Zebras are fun to watch and I spent a significant amount of time watching this very common animal in Amboseli national park. They always present interesting questions. For example, in the herd of plains zebra (Equus quagga) that you can see in the featured photo, the youngest one has distinctly red stripes. This is just the red dust of Amboseli sticking to its fur. Why does it stick to the black stripes and not the white? No one seems to have asked this question, so here is my answer. It has been found that zebras can raise each stripe of the black fur, but not of the white. When dust bathing, animals like to get the dust in contact with skin, just as me like water to get in contact with our scalp when we have a shower. So a zebra would naturally raise its fur, if it can, while rolling in the dust. As a result, there will be more dust trapped in the black stripes than in the white. The end result is a red and white zebra. Quite a sight!

Foals look enchanting, whether of horses or of zebras. I followed the red and white zebra foal with my camera. Looking closer at its coat, one sees that there is red dust on the white fur too, but it looks like it sits on top of the fur. While reading about the fur of the zebra, I realized that the old question of why a zebra has stripes has not been settled. Could it be that the question is not really sensible? Isn’t it a little like asking what our hands are for? Are they for holding babies or holding guns?

Thar she blows

One of the easiest things to figure out about herds of elephants is that they tend to move in a straight line, except when geographical features come in their way. You can see this very clearly in the featured photo. Nothing in their ecosystem seems to deter them. The best wildlife guides in Kenya have honed their judgements about how close to the path of a herd of elephants you can park without disturbing it. When you get a little too close, elephants become protective of their young, and may stop moving. A little closer still, and unpredictable things can happen. Anthony was a wonderful judge and several times brought us to a hair’s breadth of the “personal space” of a herd on the move.
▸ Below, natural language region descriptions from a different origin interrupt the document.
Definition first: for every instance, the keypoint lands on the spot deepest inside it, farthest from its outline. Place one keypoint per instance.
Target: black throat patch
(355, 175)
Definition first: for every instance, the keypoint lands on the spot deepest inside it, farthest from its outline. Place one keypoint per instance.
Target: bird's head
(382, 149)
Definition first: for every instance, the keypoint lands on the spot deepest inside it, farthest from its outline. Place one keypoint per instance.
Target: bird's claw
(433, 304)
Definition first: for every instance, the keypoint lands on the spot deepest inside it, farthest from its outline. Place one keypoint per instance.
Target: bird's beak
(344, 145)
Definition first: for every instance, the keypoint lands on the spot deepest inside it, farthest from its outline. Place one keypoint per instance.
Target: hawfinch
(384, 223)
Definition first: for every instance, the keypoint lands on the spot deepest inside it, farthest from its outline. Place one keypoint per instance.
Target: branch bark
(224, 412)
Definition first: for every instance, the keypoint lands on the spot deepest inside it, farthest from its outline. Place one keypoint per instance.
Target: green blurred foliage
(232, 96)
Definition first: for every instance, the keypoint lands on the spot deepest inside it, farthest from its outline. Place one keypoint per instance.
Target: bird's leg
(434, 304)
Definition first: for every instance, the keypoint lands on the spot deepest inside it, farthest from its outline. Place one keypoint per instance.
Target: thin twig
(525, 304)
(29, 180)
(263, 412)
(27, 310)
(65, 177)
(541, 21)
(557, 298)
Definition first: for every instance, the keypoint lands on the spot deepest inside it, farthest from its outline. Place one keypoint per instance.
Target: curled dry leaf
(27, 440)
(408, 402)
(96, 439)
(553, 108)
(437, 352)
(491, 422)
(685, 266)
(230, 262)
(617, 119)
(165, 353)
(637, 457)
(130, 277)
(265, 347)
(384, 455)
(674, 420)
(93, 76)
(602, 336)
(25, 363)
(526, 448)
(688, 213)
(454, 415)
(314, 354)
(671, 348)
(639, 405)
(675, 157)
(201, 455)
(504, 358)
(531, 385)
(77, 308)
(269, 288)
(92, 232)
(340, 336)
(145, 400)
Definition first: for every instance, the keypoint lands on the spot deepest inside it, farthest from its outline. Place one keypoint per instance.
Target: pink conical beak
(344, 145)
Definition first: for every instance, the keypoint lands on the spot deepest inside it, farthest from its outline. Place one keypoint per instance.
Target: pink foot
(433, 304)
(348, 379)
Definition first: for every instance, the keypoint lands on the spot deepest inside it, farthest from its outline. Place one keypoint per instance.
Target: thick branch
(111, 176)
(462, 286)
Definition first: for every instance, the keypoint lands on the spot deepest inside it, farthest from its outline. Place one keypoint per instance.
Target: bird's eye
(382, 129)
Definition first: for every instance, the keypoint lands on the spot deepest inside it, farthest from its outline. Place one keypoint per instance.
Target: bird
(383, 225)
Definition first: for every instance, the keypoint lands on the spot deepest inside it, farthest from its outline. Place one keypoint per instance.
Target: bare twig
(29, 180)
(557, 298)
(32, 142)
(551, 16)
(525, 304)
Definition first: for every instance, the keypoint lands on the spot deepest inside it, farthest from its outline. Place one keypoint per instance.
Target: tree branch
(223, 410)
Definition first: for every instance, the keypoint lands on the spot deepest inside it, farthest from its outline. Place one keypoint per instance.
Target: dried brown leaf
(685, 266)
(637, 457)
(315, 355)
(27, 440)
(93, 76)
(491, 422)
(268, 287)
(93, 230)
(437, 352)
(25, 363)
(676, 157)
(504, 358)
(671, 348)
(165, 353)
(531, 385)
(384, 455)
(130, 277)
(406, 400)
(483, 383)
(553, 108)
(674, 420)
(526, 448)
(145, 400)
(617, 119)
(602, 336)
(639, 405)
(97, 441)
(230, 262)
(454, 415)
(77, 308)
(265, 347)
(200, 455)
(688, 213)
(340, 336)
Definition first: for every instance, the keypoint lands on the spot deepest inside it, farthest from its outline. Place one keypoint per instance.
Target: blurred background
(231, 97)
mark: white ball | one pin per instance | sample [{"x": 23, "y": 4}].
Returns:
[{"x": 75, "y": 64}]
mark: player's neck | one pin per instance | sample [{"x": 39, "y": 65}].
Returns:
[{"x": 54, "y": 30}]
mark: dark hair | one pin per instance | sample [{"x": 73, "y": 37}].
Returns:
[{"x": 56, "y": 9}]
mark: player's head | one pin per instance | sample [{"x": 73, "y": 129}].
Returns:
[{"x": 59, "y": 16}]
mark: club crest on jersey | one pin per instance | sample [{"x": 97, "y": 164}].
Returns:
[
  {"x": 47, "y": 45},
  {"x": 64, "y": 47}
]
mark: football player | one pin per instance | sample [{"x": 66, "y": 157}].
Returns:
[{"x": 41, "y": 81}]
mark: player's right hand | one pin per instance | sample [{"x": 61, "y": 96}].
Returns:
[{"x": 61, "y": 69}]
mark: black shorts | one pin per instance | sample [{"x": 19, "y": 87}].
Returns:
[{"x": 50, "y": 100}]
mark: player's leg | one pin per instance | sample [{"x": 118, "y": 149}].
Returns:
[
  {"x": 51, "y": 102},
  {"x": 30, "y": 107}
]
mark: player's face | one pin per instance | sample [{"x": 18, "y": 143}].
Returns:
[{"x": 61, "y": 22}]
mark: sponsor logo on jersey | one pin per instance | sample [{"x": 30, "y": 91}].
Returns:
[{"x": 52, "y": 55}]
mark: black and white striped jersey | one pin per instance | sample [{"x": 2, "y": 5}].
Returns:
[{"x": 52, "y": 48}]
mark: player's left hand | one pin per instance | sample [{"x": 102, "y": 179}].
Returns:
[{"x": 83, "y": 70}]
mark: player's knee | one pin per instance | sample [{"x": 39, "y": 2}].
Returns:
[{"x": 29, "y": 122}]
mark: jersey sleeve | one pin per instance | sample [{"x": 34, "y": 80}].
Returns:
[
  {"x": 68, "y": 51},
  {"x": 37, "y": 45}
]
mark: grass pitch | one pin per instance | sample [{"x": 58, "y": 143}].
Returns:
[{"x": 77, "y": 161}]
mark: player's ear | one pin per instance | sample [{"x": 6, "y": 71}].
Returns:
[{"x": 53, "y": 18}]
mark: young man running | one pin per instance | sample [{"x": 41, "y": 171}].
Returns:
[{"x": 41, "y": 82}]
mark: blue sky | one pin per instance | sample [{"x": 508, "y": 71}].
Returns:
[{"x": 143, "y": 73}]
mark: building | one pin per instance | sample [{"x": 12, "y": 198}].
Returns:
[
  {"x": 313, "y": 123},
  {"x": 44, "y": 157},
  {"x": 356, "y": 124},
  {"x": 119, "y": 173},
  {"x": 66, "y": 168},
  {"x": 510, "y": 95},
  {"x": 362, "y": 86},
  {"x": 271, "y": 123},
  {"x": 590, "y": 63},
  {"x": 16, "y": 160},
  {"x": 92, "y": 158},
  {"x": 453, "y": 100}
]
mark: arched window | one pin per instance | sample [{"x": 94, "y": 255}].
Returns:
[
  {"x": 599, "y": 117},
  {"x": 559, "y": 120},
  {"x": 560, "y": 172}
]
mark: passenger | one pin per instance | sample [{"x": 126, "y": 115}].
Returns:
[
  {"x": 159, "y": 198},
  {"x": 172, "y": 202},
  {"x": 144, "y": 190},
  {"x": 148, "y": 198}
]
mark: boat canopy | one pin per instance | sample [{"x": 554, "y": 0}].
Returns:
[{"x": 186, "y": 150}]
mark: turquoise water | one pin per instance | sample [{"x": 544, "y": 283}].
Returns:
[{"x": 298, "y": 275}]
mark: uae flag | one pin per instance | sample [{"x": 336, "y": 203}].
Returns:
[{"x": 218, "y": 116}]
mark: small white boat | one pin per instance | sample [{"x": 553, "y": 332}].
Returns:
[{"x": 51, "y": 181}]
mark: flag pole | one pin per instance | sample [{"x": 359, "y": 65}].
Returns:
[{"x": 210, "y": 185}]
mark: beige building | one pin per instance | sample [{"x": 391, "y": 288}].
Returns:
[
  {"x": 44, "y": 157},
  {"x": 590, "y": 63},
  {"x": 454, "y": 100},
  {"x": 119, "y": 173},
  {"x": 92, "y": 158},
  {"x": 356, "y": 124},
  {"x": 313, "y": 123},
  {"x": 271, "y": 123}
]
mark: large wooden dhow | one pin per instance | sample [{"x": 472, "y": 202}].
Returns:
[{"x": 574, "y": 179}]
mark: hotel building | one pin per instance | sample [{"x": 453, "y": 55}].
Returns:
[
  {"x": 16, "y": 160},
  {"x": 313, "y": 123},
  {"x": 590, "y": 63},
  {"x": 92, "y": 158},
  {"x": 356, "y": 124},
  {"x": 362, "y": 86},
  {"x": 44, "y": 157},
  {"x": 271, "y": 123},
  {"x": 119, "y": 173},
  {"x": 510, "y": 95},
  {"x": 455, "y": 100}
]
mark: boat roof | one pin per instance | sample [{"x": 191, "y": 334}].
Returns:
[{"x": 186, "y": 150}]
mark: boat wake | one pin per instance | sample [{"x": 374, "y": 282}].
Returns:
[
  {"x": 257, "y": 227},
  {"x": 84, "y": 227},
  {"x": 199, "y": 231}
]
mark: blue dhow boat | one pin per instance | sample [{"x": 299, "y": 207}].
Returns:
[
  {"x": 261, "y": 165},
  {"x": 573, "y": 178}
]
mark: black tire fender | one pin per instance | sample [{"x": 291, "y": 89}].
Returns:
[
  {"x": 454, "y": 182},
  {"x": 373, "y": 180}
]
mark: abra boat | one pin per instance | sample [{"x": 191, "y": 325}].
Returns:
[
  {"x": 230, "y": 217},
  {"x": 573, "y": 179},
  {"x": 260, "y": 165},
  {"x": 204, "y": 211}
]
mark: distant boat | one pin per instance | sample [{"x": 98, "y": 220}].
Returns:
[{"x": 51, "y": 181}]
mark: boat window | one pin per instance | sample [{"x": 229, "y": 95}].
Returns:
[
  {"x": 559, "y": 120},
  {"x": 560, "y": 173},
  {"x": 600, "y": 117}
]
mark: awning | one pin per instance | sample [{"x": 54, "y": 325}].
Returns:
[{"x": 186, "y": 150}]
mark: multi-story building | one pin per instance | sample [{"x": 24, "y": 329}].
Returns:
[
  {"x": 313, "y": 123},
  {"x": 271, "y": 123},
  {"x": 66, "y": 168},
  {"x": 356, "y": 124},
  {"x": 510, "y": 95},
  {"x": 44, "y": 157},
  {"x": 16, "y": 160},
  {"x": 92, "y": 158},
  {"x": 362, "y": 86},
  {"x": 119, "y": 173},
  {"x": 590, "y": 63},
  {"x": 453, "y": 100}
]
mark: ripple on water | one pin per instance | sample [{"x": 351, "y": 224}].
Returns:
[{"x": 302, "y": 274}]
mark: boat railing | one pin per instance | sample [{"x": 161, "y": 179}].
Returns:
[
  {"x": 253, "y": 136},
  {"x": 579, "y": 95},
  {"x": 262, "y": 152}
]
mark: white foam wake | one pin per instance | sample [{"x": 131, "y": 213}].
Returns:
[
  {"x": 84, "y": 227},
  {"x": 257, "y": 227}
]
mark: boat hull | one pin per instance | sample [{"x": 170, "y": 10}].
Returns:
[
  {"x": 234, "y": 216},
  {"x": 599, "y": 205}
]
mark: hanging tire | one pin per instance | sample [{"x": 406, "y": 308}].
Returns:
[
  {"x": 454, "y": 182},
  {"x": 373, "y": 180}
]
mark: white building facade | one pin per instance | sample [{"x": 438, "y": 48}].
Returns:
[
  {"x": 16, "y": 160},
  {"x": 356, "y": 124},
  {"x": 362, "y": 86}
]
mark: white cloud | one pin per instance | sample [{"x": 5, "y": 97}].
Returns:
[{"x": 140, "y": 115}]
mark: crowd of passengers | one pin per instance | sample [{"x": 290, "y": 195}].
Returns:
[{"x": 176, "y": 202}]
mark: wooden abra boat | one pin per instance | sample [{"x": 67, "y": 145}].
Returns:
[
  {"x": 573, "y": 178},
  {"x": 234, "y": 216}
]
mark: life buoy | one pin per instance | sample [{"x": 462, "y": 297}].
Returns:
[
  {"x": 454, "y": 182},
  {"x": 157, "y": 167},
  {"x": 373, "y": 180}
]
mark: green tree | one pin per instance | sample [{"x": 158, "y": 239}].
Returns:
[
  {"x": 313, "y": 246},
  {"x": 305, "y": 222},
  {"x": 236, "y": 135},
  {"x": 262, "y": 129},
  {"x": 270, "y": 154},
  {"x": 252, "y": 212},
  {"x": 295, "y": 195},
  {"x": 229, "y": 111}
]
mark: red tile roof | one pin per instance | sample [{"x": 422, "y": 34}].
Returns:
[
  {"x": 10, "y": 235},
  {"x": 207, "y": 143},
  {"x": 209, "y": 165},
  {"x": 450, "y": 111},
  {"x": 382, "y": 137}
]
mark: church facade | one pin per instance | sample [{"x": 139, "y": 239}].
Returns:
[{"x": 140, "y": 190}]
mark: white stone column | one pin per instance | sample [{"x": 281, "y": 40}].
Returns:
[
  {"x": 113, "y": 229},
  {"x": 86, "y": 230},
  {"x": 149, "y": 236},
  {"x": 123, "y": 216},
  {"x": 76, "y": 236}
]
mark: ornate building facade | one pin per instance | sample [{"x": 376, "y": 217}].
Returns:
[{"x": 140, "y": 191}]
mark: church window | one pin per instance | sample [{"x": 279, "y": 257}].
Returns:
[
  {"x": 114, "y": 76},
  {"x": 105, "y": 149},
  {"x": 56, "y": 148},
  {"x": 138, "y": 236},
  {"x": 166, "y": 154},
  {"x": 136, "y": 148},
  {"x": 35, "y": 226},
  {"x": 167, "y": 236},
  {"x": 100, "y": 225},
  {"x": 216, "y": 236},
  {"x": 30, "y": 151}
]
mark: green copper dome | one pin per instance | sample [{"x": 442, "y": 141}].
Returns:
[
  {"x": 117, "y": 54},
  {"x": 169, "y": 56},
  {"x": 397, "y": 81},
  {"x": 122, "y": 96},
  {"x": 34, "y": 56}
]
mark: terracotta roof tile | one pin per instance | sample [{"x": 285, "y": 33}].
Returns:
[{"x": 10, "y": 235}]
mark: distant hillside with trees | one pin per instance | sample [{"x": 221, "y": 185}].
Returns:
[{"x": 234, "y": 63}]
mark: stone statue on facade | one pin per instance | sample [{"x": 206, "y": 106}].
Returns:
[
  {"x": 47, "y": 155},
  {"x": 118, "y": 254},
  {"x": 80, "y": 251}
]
This is the reason I fixed my sight on this lone tusker on a near collision with a wildebeest. Two different herds of elephants were on the move, in opposite directions, throwing up a lot of dust. The elephants figure out a course which avoids the others long before there is any chance of them coming too close to each other. The wildebeest that you see in the photo above was placidly chewing the cud in the middle of the movement of many elephants. I saw zebras constantly shifting their positions, often minutely, turning to keep an eye on the nearest beasts. I could see that the bull was going to pass too close to it for comfort. A zebra or a human would have backed off long before. I began to wonder whether the spatial reasoning of wildebeest is so much finer than a human’s that it had figured out that the elephant would miss it by a whisker and a swish of the tail.

No, this wildebeest was no Pythagoras. In the usual style of wildebeest, it had just forgotten to look around. It was only when the thump of the elephant’s feet could not be ignored that it scrambled to its feet and began to bolt. But the elephant had seen it already, and adjusted its motion minutely to pass by without a confrontation. This caused a different knot of wildebeest to scatter suddenly. Wildebeest are the jokers among antelope, but elephants seem to know this.